DS has also dramatically improved the detection of sepsis, a potentially life-threatening complication that affects nearly 1.7 million people each year [9]. As sepsis features symptoms such as fever, confusion, and discomfort, all of which can overlap with other conditions, it is often difficult to diagnose. Early detection of sepsis can dramatically improve a patient’s prognosis, which necessitates the development of accurate and automated systems. In 2022, Henry et al. developed the Targeted Real-time Early Warning System (TREWS), an ML model that identified signs and symptoms of sepsis hours before traditional methods and reduced the likelihood of a patient dying from sepsis by 20% [9]. This model is a paragon of DS in medicine, as it processed and synthesized a patient’s medical history, vitals, symptoms, and lab results in real time to accurately identify 82% of sepsis cases presented. DS-driven medical technologies like TREWS will require regular re-evaluation to ensure continued accuracy and reliability. In some instances, external validation and prospective studies will be necessary, especially when deploying models in settings where they were not originally developed. This validation process will help ensure the generalizability of the models, an important component of high-quality DS implementation. Nevertheless, the importance of DS for improving pathology classification and sepsis detection illustrates the transformative nature of the field in shaping health care.

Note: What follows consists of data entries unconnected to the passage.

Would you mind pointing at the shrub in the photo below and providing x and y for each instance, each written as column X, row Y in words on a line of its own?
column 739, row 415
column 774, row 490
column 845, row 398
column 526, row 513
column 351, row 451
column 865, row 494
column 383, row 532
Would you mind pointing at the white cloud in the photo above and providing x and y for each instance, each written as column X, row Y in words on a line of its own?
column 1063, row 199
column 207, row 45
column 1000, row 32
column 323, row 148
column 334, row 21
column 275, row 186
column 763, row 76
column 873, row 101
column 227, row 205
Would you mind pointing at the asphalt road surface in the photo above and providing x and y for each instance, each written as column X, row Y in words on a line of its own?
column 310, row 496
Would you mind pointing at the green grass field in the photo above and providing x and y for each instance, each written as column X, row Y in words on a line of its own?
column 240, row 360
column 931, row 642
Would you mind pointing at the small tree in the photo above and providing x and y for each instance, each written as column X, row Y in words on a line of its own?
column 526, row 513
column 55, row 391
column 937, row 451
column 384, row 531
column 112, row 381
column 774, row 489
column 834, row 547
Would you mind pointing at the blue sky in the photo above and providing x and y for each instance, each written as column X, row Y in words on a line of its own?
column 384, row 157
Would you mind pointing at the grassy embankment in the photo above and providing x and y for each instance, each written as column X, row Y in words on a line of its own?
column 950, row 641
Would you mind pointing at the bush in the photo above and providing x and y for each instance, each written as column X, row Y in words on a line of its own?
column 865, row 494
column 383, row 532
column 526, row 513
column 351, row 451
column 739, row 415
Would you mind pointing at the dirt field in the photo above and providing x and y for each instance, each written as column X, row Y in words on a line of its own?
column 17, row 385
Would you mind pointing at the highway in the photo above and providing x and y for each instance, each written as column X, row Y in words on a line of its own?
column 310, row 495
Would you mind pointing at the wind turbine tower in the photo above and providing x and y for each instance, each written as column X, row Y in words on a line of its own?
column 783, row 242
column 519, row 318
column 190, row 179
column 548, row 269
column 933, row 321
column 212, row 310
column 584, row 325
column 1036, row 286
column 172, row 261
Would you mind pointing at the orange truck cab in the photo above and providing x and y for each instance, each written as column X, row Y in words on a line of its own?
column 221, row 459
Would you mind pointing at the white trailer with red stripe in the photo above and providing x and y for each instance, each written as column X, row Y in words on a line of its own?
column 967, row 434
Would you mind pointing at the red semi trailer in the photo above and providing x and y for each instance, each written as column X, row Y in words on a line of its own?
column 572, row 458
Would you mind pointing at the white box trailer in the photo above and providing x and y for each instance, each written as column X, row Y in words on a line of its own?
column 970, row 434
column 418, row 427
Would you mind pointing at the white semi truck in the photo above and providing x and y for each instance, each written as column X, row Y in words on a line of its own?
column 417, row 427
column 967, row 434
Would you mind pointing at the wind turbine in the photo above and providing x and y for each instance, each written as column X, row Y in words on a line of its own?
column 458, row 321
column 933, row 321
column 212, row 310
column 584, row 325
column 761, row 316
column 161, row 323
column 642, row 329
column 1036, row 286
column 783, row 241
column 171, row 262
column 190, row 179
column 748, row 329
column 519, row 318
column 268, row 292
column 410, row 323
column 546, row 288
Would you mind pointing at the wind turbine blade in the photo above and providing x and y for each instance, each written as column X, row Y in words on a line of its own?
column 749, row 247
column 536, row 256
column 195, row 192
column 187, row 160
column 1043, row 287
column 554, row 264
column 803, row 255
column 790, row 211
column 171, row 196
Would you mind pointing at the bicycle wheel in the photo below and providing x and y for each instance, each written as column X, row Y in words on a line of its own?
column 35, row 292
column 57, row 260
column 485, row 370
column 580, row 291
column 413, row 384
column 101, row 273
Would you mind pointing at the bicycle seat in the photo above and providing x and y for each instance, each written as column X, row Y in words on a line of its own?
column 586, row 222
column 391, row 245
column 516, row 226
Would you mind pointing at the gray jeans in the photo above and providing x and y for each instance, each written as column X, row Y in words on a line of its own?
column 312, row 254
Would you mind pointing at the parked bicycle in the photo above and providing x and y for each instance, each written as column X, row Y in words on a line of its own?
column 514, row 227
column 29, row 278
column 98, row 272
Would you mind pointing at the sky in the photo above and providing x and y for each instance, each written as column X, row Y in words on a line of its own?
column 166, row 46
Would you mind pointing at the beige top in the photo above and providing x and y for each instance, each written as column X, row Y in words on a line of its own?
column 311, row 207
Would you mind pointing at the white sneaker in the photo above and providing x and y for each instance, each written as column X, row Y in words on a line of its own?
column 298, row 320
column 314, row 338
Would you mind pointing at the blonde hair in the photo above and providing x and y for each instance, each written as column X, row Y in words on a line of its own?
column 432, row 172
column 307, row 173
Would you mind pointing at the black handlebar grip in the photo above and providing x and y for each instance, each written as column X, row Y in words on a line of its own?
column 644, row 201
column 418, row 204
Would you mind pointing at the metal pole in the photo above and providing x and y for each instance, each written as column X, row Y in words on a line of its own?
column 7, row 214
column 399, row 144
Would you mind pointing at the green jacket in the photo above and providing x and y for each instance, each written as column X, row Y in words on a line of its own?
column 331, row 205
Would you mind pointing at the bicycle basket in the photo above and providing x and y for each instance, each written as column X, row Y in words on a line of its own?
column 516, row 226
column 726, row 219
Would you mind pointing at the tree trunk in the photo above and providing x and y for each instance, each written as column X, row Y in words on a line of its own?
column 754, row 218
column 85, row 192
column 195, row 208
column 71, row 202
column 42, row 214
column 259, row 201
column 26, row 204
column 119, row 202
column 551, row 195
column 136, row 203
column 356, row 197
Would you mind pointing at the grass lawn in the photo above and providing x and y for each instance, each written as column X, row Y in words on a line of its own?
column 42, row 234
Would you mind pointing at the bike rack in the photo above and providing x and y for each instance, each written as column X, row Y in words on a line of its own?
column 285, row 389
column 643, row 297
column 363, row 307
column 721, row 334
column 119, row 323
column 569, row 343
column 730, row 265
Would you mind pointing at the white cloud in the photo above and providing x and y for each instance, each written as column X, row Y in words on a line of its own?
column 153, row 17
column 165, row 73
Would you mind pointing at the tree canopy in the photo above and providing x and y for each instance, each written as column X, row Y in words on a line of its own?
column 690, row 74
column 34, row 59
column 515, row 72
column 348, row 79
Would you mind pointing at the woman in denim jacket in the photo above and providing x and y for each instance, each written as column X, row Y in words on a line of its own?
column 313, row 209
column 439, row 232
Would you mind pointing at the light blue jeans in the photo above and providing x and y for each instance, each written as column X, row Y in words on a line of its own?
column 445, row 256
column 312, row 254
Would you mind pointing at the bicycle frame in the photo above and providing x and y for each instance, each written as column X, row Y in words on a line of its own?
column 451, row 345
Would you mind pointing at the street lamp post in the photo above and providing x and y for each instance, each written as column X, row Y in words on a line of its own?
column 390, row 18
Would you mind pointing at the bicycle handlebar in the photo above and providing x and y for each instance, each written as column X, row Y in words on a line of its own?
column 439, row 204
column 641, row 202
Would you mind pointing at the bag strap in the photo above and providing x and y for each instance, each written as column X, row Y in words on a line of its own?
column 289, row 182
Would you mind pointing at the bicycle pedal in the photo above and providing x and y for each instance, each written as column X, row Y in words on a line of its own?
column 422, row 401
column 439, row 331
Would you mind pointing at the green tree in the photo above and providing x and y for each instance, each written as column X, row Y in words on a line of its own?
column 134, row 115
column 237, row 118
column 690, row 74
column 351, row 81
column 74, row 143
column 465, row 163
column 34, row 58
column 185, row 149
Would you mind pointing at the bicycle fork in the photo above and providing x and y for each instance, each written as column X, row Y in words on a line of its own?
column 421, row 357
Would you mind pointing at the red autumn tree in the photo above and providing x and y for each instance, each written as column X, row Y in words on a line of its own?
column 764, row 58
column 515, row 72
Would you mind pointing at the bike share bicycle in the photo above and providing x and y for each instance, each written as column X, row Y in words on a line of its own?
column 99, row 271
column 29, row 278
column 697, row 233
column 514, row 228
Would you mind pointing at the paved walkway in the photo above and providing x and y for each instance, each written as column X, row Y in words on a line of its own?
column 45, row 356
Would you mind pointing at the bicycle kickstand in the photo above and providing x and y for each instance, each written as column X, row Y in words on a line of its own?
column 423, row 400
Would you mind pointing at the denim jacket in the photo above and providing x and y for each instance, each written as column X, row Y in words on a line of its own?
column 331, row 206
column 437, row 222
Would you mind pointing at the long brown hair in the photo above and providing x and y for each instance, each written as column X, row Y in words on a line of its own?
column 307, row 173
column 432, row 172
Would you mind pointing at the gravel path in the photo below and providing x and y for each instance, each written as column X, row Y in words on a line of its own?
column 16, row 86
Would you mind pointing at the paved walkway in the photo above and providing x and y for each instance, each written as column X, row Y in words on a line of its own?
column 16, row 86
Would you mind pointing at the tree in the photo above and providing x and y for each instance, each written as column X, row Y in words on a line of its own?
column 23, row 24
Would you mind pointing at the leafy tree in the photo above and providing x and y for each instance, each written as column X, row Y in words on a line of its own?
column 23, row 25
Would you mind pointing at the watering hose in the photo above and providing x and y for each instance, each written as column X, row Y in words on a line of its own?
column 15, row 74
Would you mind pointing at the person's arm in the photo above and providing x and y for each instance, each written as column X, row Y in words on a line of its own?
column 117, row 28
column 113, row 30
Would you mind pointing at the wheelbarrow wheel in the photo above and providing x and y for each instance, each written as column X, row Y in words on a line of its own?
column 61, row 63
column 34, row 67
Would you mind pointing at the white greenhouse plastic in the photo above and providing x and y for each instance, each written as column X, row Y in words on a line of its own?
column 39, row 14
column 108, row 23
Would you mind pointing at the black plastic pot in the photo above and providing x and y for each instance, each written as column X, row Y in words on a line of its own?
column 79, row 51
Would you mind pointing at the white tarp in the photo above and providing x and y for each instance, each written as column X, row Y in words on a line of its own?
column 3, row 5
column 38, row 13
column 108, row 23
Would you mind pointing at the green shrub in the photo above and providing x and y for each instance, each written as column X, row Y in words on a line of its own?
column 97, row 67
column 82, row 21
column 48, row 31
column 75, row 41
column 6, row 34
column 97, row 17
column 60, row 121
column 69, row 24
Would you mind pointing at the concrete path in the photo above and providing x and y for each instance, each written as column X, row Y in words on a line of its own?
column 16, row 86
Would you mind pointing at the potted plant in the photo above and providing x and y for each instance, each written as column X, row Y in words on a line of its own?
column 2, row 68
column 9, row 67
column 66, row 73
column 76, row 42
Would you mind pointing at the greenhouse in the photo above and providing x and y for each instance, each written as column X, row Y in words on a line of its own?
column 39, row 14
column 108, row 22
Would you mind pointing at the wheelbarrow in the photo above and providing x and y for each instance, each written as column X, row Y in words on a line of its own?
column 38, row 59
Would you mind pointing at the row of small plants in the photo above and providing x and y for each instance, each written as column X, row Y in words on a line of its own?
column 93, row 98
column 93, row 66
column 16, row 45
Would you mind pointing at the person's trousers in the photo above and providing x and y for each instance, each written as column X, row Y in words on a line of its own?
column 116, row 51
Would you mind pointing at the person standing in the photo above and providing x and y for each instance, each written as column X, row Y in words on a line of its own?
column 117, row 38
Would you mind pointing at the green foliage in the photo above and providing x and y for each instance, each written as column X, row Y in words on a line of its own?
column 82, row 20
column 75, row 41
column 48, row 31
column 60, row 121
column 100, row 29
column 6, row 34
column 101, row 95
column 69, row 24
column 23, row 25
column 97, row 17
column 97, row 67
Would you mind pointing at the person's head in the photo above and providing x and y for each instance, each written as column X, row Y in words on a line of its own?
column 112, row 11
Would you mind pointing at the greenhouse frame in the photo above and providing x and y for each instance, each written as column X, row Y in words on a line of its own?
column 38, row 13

The Need for Medical Student Training in Data Science

Despite its potential to transform health care, DS remains largely absent from undergraduate medical education (UME). There are a few potential explanations for why DS has not been added to current medical curricula. One key reason is that currently, there are no explicit accreditation requirements related to DS [10]. Additionally, as more medical schools implement condensed pre-clerkship curricula, a greater emphasis is placed on preparing students for licensing exams and ensuring proficiency in established core competencies, neither of which currently include DS [11, 12]. Recently, however, Russell et al. outlined a list of AI-related competencies for health professionals, focusing on the responsible and effective use of AI as a clinical tool, and Seth et al. proposed a DS curriculum for UME that aligns with existing competencies established by the Association of American Medical Colleges (AAMC), including systems-based practice and patient care [13, 14]. In the same vein, the Accreditation Council for Graduate Medical Education has established a joint initiative with the AAMC to design a new set of shared fundamental competencies in six areas, including practice-based learning and improvement and systems-based practice, to be implemented in medical schools, with the goal of updating medical school curricula to incorporate new trends in health care like DS today [15].

Precedence for including DS in medical education already exists. Biostatistics, a field closely related to DS, is a required or elective course offered at virtually all (n = 144/145) medical schools in the US [16]. Biostatistical tools enable students to formulate insightful inferences and create detailed descriptions of biological information such as DNA microarray data. However, biostatistics courses typically do not teach the data engineering methods such as feature selection and dimensionality reduction that make DS extremely robust, especially when dealing with large amounts of data. An important advantage of broadly integrating DS into UME in lieu of a standalone biostatistics course is that DS can equip students with the capacity to make powerful predictions in order to uncover patterns in messy and unfiltered datasets which are common in medical settings, a skill that is highly pertinent to health care today.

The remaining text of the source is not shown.